Frankenstein POV

1K 85 12
                                    

Saat pertamakali aku bertemu Zhielle, tidak ada hal yang menarik darinya, selain kenyataan bahwa saat dia berada disekitarku, aku merasa risih pada keberadaannya, sikapnya sama sekali berbeda dari Tuan ku, yang begitu tenang dan baik hati, aku bahkan tidak percaya bila Tuan ku memiliki seorang saudara dengan sikap yang nyaris menjengkelkan dan mengganggu.

Saat dimana dia menyatakan perasaannya padaku, adalah hal yang membuatku sepenuhnya terkejut, bagiku dia membenciku, dan aku merasa lega dengan hal tersebut, namun saat dimana ia mengungkapkan perasaannya, saat itu aku mulai merasa tidak tahu apapun lagi, tapi sejujurnya dia bukanlah seseorang yang benar-benar membuatku tertarik padanya.

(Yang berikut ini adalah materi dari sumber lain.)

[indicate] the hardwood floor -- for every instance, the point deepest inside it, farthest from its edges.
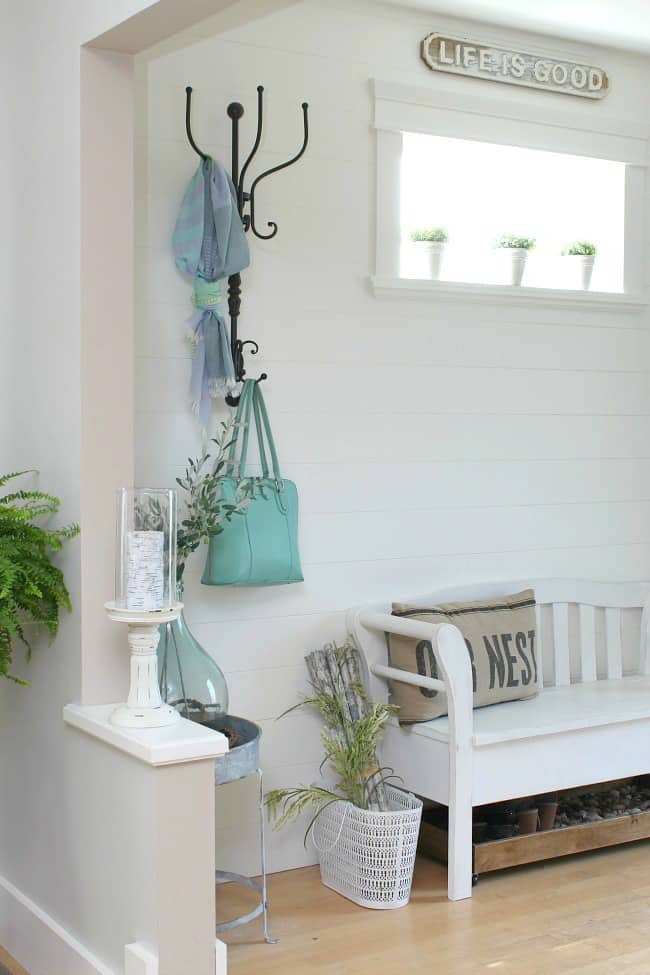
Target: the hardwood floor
(8, 966)
(588, 914)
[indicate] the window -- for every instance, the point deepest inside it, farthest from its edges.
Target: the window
(479, 191)
(482, 168)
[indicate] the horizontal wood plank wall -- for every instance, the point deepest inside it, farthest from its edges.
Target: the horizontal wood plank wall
(432, 443)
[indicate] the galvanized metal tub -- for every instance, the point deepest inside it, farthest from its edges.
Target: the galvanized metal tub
(242, 759)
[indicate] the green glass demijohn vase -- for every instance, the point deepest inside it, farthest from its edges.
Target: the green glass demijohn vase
(190, 680)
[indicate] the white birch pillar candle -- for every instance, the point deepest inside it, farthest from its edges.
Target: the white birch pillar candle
(145, 588)
(145, 598)
(145, 564)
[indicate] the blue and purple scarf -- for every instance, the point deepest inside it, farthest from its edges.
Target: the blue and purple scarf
(209, 243)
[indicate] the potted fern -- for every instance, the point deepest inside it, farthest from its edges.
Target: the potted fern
(432, 240)
(32, 588)
(518, 249)
(583, 253)
(365, 830)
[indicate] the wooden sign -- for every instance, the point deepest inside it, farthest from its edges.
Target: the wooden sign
(474, 60)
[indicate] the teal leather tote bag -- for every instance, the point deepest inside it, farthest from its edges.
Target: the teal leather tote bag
(260, 546)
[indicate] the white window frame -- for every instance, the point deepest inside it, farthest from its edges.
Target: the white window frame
(406, 108)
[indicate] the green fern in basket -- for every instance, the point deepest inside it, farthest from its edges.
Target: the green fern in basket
(32, 589)
(350, 747)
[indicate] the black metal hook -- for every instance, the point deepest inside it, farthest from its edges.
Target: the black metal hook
(235, 112)
(188, 122)
(276, 169)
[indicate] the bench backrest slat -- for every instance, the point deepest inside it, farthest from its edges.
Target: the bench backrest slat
(579, 626)
(588, 666)
(561, 653)
(613, 642)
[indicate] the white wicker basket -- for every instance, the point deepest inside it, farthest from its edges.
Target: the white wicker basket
(369, 856)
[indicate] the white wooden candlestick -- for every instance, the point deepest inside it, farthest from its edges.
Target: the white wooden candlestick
(144, 707)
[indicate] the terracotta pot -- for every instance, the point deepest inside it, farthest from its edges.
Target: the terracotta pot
(527, 821)
(434, 251)
(518, 258)
(582, 269)
(547, 814)
(479, 832)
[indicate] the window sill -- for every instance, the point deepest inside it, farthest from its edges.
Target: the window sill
(420, 288)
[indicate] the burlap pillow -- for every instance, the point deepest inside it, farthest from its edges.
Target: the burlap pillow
(500, 638)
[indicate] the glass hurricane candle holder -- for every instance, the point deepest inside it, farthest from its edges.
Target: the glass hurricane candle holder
(145, 597)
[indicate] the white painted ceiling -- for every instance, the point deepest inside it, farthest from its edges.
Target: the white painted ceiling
(614, 23)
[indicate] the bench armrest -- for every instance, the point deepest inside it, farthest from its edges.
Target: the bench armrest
(453, 659)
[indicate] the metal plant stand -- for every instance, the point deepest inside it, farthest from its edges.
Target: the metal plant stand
(241, 761)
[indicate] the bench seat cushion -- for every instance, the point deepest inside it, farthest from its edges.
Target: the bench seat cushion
(554, 710)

Jika saat itu, aku menikah dengannya, mungkin benar bila semua  itu tidak lebih dari rasa tanggungjawab, bahwa aku harus menjaga adik dari Tuan yang sangat aku hormati, aku tahu Zhielle memahami hal itu dan berpikir bahwa aku merasa iba padanya, aku mungkin terlihat jahat sudah membohonginya, meyakinkan bahwa aku menerimanya adalah karena aku memiliki perasaan khusus untuknya, aku tidak pernah berpikir akan hidup dengan seseorang bersamaku sedetik pun, tidak pernah.

Hari dimana Zhielle kehilangan bayi itu membuatku terkejut, dia berubah menjadi dingin dan murung, beku seperti es, hal itu membuatku merasa sudah melakukan kesalahan padanya, karena aku tidak pernah berpikir bahwa ia akan begitu serius dan mempercayaiku, setelah itu aku berpikir untuk membuka sedikit diriku dan menjadi dekat padanya.

Bagiku, Zhielle adalah rekan yang baik, seseorang yang mengerti tentangku, aku tidak pernah memberinya porsi yang lebih dalam hidupku, selain bahwa ambisiku adalah menemukan Tuan ku kembali, beberapa masa telah berlalu aku memang sedikit lebih dekat padanya dan dia mulai makin sering merengek padaku, satu-satunya alasan mengapa aku menuruti kemauannya adalah agar ia berhenti mengganggu ku, tapi hal itu mulai menjadi sebuah kebiasaan tanpa kusadari.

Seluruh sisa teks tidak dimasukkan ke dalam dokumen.